We, the Accused
- 1983 Penguin edition
- Author: Ernest Raymond
- Language: English
- Genre: Crime
- Publisher: Cassell (UK) Stokes (US)
- Publication date: 1935
- Publication place: United Kingdom
- Media type: Print

= We, the Accused =

1935 novel

We, the Accused is a 1935 crime novel by the British writer Ernest Raymond. It is inspired by the Edwardian era Doctor Crippen case. The novel is written to engage the reader's sympathy for the murderous protagonists.

==Synopsis==
Schoolteacher Paul Presset lives with his domineering wife.
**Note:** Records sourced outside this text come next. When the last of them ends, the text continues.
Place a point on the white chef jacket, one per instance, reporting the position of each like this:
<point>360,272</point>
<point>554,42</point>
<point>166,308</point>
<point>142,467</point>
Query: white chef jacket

When he realises there is a chance of finding happiness with a kinder woman, his thoughts turn increasingly to murder.

==Adaptation==
In 1980, it was made into a five-part television series of the same name, starring Ian Holm, Angela Down and Iain Cuthbertson.

==Bibliography==
- Baskin, Ellen. Serials on British Television, 1950-1994. Scolar Press, 1996.
- Dalrymple, Roger. Crippen: A Crime Sensation in Memory and Modernity. Boydell & Brewer, 2020.
- Hilfer, Tony. The Crime Novel: A Deviant Genre. University of Texas Press, 2014.
- Priestman, Martin . The Cambridge Companion to Crime Fiction. Cambridge University Press, 2003.